Monday, November 17, 2014

CalPERS Pays Out $65 Million in Medical Benefits and Another $2 Million Per Month in Premiums for 'Ineligible' Individuals

State's Been Leaking Approximately $90 Million a Year Via Inadequate Defenses Against Insurance Fraud

I love how these stories get spun as savings to the taxpayer.  Yes, it is great news that we are no longer paying for state workers to commit insurance fraud.  But if the state had actually been doing its job in the first place, we could have prevented the squandering of millions of taxpayer dollars.

Dependent audits are always a good idea on large plans.  No matter how diligent a plan sponsor is, some dependent fraud occurs.  For example, employees can divorce, fail to report the event to their employer, and illegally choose to keep that ex-spouse on the employer's plan.  This form of insurance fraud is nearly impossible for an employer to catch without an audit. 

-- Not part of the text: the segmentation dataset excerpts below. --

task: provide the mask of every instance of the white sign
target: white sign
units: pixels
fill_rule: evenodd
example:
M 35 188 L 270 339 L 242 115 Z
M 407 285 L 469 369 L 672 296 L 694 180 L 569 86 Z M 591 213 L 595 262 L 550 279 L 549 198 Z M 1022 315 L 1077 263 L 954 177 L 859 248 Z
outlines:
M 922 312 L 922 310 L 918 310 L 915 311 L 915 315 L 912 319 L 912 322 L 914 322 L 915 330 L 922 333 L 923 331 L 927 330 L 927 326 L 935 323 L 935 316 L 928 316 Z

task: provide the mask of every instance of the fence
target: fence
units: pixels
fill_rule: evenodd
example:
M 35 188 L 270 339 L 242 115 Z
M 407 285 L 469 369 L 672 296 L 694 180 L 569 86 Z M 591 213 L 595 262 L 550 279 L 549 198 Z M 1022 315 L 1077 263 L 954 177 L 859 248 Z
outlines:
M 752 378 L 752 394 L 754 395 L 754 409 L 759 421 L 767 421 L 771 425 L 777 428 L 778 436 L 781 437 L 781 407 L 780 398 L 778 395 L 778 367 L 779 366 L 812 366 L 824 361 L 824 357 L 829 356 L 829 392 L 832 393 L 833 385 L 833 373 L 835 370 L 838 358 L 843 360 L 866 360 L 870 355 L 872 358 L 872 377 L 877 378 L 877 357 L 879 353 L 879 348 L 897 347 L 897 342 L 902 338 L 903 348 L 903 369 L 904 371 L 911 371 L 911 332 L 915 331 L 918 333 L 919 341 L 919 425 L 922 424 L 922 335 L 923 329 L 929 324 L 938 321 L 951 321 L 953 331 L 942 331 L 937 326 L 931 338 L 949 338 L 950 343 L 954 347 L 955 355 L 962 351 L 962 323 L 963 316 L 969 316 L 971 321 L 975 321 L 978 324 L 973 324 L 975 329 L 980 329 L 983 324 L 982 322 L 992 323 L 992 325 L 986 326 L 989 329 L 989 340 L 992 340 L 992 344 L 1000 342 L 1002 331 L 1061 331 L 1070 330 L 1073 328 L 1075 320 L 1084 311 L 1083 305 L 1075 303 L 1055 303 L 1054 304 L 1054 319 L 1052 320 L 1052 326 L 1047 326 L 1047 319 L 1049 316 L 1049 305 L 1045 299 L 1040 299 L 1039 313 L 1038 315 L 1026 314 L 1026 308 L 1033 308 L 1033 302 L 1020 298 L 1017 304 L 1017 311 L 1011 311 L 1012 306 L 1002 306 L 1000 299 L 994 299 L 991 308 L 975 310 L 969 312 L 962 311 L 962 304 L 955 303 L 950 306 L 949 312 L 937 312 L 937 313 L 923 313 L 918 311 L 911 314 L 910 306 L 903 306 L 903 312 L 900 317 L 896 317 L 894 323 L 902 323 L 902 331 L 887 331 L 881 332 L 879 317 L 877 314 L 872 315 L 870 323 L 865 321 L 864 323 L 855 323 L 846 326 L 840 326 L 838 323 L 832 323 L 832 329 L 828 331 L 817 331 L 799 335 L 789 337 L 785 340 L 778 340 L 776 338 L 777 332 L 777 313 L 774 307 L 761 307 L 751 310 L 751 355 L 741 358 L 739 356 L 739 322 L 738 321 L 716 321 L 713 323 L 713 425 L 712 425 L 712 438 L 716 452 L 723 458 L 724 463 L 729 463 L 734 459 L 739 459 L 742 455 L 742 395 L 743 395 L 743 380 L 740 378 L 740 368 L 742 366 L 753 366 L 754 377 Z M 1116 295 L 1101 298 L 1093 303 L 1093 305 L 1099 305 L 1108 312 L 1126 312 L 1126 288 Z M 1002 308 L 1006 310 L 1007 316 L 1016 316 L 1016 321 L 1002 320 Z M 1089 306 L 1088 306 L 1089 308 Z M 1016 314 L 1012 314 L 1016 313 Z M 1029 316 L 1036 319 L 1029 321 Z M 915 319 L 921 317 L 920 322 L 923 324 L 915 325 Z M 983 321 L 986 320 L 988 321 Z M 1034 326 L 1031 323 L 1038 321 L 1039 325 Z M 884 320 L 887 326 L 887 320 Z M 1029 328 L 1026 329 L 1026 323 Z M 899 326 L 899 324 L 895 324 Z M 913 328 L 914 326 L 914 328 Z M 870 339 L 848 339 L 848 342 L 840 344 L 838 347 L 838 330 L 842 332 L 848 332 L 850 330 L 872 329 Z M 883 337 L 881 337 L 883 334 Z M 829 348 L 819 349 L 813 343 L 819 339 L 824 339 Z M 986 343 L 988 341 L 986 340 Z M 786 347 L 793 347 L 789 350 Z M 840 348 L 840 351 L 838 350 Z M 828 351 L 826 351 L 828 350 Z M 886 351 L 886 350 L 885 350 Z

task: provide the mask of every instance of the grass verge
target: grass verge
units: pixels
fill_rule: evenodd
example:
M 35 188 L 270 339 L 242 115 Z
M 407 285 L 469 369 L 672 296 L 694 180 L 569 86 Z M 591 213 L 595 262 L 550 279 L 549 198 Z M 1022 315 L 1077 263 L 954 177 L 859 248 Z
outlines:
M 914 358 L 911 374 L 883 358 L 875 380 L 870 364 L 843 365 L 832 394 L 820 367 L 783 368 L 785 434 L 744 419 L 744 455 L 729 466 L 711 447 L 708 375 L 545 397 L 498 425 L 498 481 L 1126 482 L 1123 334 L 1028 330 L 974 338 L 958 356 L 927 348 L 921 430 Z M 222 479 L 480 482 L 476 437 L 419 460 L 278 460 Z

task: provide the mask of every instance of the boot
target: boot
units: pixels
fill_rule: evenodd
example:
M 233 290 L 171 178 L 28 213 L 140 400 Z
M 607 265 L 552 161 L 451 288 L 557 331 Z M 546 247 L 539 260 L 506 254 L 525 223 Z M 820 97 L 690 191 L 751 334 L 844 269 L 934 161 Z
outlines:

However, more flagrant and preventable forms of dependent-enrollment abuse also occur when employees enroll friends and family members who are not legal dependents (like girl/boyfriends, uncles, aunts, parents, nieces and nephews, etc).  It is not uncommon for employees to bilk an employer out of 5% to 15% of a plan's total cost with phony dependents.

And now we learn that the California taxpayer has been paying $2 million a month in premiums and a total of $65 million in claims for fraudsters to cover unqualified individuals in CalPERS.  This is from Jon Ortiz at the Sacramento Bee:  
CalPERS has dropped health coverage for nearly 9,000 people over the last year after a sweeping audit revealed they weren’t eligible for benefits received through state-worker and state-retiree health plans. 
When added to roughly 5,300 ineligible dependents voluntarily removed from state insurance rolls last year, agencies are saving more than $2 million per month in premium payments alone, according to a report prepared for CalPERS Board of Administration. Scrubbing the rolls has saved the state another $64.7 million in avoided claims for doctor visits. hospitalizations, medication and other health services, the report states. 
CalPERS launched an audit of dependents on state agencies’ medical-insurance rolls last year. At the time, the fund estimated about 29,000 ex-spouses, live-in partners and other so-called “ineligible dependents” were receiving coverage who shouldn’t have been. It figures to finish the dependent-eligibility verifications of local agencies and schools in the first quarter of 2015. 
CalPERS provides medical insurance for a 1.4 million government employees, retirees and their dependents. 
Note that this audit only yielded a 1% reduction in plan participants (14,300 out of 1.4 million).  When my co-workers assisted one of our clients, El Camino Hospital, on a similar audit they generated a 7.6% reduction in plan participants.  Average audits yield 4% to 8% reductions.

If California auditors had simply performed at the very low end of average for this audit, we should have seen four times the amount, or an annual savings of $360 million.  Alas, I suppose it is fanciful for me to assume our state can operate at "the very low end of average."